A 22-Year-Old Who Fell Asleep on a Plane and Didn’t Wake Up

Anusuya Mokashi, MD; Dhana Rekha Selvaraj, MD, MBBS; Chandrasekar Palaniswamy, MD; Ali Nawaz Khan, FRCS, FRCP, FRCR; Prabhakar Rajiah, MD, MBBS, FRCR

Disclosures

May 21, 2020

For intoxication cases, initial management includes careful attention to the airway, breathing, and circulation (ABCs) and adequate resuscitation measures. Further management is based on the nature of the drug and toxidrome. Opioid poisoning is treated with a continuous infusion of naloxone. High doses may be necessary because large doses of drug may be released upon gastrointestinal rupture of the packets. Acute lung injury caused by opioid poisoning is treated with supplemental oxygen or intubation as needed.[2]

For cocaine poisoning, treatment should be initiated with high doses of benzodiazepines followed by intensive care management.[5] Ventricular arrhythmia should be managed with lidocaine and hypertonic sodium bicarbonate, and cocaine-induced hypertension should be treated with intravenous sodium nitroprusside or phentolamine.[2] In cases of leaking cocaine packets, immediate surgical removal is indicated because no specific antidote is available for cocaine overdose.[2]

Management of amphetamine poisoning is similar to that of cocaine poisoning, including prompt surgical removal of leaking packets.[2]Marijuana and hashish intoxication is managed with supportive treatment.[2]

In the case of bowel obstruction, activated charcoal can be given for cocaine packers at a dose of 1 g per kg of body weight (up to 50 g) every 4 hours for several doses. Oil-based laxatives should be avoided; however, whole-bowel irrigation with polyethylene glycol electrolyte lavage solution can be attempted to aid gentle passage of the packets.[2] Ipecac syrup, enemas, and cathartics carry a possibility of packet rupture and must not be used.[3] Endoscopic retrieval of packets also entails risk for rupture; therefore, this method is not usually recommended unless carried out in an ICU or operating room.[2,3] Imaging is to be repeated until three packet-negative stools are obtained or according to the count given by the packer to confirm that no packet is left behind.

Prompt surgical management is indicated for packers who present with complications of intestinal obstruction or perforation.[2] Enterotomy incisions are made as required, and the intestinal contents are milked toward the incisions or the anus.[2] Postoperative imaging (CT or barium study) should be done to ensure the complete removal of packets.[2]

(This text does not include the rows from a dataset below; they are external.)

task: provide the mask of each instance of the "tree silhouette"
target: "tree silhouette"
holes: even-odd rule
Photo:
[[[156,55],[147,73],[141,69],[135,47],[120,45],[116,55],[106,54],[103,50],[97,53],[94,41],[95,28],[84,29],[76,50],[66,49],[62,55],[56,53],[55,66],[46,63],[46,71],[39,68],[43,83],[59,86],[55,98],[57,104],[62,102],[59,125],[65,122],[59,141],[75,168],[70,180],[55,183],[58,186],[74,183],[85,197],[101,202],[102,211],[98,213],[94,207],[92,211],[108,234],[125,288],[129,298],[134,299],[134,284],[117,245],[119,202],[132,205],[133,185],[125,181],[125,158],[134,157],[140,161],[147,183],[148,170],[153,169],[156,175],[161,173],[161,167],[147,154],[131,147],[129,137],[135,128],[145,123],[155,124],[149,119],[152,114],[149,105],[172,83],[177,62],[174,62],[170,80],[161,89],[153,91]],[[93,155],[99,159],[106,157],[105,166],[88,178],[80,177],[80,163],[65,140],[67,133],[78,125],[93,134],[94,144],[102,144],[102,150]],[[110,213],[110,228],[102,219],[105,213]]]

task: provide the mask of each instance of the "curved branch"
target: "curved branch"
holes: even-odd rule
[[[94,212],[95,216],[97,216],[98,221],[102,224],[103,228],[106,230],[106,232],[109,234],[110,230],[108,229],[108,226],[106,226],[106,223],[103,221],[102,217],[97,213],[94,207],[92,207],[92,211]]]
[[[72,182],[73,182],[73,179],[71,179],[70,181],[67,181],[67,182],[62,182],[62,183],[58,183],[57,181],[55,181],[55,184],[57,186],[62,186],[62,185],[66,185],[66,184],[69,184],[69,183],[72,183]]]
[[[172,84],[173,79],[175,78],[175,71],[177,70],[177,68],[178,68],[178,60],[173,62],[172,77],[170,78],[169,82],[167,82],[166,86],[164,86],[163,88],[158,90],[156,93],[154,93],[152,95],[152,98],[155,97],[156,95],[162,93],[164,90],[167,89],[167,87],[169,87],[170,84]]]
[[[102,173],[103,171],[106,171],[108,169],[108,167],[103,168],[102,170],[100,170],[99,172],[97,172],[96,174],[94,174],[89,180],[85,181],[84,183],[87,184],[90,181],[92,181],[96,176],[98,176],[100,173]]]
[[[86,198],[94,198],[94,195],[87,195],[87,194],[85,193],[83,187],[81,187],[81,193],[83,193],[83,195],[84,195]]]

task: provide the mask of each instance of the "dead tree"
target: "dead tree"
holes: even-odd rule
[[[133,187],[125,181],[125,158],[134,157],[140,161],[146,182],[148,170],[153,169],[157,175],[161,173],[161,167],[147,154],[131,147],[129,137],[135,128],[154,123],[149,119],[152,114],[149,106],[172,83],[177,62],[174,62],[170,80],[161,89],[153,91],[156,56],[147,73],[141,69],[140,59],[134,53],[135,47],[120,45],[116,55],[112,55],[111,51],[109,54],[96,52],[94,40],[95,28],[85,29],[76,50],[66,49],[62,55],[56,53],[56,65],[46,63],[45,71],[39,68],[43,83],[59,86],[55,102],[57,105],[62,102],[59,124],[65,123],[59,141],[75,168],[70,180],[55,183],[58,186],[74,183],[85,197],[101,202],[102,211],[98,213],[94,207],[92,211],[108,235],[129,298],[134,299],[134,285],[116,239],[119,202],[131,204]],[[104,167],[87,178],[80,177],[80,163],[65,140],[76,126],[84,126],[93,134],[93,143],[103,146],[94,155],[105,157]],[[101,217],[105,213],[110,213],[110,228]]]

In this case, the patient was administered a naloxone drip and was prepared for surgery. Evidence of packet rupture was found, and the packets were successfully removed. The patient survived the surgery and recovered well.

Cases of body packing have been increasing recently because strict border security procedures have made conventional drug smuggling difficult.[6] Physicians and radiologists should therefore be aware of this potentially fatal form of drug smuggling, its various presentations, and the relevant imaging findings in order to make a prompt diagnosis and begin the appropriate management.